Women continue to confront gender discrimination in jobs because lack of legislation requiring equal pay for equal work. The proclamation of equal pay requirements in the form of a new law is needed for equal pay for equal work to be carried out. Along with other colleagues, John Miller argues that the passing of the Paycheck Fairness Act will strengthen the Equal Pay Act and reduce the continuous gender discrimination in the labor market. According to Miller, “The Paycheck Fairness Act would require employers to demonstrate that wage differentials are based on factors other than gender, and would strike a blow against pay secrecy by banning retaliation against employees who reveal their own wages to other employees” (Miller 5). Miller explains that the Paycheck Fairness Act amends sections of the Equal Pay Act of 1963, a law that has not been able to achieve its promise of closing the wage gap because of limited enforcement tools and inadequate remedies. Demonstrating wage differentials based on factors other than gender would cause women to receive lower pay than their male colleague because of inexperience, not gender. Additionally, the Paycheck Fairness Act is a prominent solution because it limits factors such as education by allowing employees to discuss pay differences on factors other than gender, education being a factor. By the act placing restraints on factors such as education women would not have to work harder to receive a higher education than men to obtain the same job. Instead women and men with the same bachelor degree, working equal positions at the same job would receive equal pay. Requiring these changes to equal pay requirements would then make employers who violate the law, liable for unlimited compensatory or punitive damages in a gender discrimination action. The solution of a Paycheck Fairness Act ending the unjust wage discrimination results in a reduction of negative impacts the wage gap has placed on women and the nation’s economic development.

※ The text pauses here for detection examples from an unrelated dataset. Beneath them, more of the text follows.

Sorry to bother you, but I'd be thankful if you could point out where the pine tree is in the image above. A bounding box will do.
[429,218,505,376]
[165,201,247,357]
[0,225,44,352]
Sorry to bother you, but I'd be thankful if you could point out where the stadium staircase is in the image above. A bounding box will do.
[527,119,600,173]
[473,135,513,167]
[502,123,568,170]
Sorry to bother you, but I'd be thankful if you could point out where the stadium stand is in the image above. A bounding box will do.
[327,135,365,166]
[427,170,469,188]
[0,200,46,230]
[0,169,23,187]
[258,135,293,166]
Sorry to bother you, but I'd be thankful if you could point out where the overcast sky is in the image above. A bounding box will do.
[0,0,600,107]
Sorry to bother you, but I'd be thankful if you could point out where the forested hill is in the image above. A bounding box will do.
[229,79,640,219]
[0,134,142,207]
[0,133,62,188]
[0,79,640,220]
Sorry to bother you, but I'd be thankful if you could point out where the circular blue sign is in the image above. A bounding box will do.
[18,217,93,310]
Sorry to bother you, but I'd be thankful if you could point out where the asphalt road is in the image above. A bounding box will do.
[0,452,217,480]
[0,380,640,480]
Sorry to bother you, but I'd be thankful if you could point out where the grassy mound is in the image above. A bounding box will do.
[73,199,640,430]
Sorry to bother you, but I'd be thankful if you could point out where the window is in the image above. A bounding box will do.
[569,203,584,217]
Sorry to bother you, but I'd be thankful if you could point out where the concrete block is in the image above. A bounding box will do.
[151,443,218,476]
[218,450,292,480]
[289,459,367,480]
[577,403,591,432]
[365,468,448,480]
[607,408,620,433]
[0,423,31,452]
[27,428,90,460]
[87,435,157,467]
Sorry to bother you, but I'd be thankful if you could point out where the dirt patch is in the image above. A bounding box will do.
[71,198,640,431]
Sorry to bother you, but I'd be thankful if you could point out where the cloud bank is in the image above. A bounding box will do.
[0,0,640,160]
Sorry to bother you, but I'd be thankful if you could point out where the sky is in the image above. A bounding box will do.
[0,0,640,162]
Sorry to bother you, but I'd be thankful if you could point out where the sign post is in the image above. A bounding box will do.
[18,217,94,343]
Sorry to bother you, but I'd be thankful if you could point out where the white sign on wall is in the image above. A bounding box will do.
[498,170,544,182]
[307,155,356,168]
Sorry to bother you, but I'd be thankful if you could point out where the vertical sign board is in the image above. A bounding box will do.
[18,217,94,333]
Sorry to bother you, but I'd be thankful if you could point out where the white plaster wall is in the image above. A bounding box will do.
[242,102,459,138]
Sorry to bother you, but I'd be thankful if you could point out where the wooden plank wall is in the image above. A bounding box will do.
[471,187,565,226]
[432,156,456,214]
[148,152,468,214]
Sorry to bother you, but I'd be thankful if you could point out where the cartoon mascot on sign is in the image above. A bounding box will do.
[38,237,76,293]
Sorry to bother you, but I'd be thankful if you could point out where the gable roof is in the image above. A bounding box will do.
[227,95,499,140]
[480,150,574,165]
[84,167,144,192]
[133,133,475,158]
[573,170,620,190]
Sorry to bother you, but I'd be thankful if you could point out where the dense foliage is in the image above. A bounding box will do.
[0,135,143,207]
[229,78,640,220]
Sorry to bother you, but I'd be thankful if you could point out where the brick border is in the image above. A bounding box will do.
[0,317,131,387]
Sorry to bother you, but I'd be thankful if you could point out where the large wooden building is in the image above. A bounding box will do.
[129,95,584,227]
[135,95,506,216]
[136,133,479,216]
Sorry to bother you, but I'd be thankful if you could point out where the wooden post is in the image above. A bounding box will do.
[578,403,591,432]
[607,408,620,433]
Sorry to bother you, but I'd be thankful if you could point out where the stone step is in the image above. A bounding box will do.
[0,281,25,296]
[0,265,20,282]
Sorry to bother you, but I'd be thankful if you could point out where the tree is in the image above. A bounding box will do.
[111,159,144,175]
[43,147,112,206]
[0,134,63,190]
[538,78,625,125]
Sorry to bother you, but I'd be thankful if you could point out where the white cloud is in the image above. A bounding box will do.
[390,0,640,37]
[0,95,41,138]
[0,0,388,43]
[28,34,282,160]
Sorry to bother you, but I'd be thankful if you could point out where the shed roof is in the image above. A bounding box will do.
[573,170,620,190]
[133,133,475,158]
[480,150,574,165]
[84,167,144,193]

The gender wage gap demonstrates the importance of gender discrimination and its immeasurable impact on women’s lives and their ability to support themselves just as well as men. The gender wage gap has negative consequences of hindering the economic advances of America and America’s female citizens. Implementing gender equality in training based on education, and the spelling out of equal pay requirements in a carried-out legislation, can eliminate the equal pay gap resulting in a flourishing economy in America. Once gender discrimination is eliminated from society, women will be provided equal opportunity to make equal wages as men, thus allowing them equal rights and expanding America’s economy. When women succeed in America the whole country succeeds.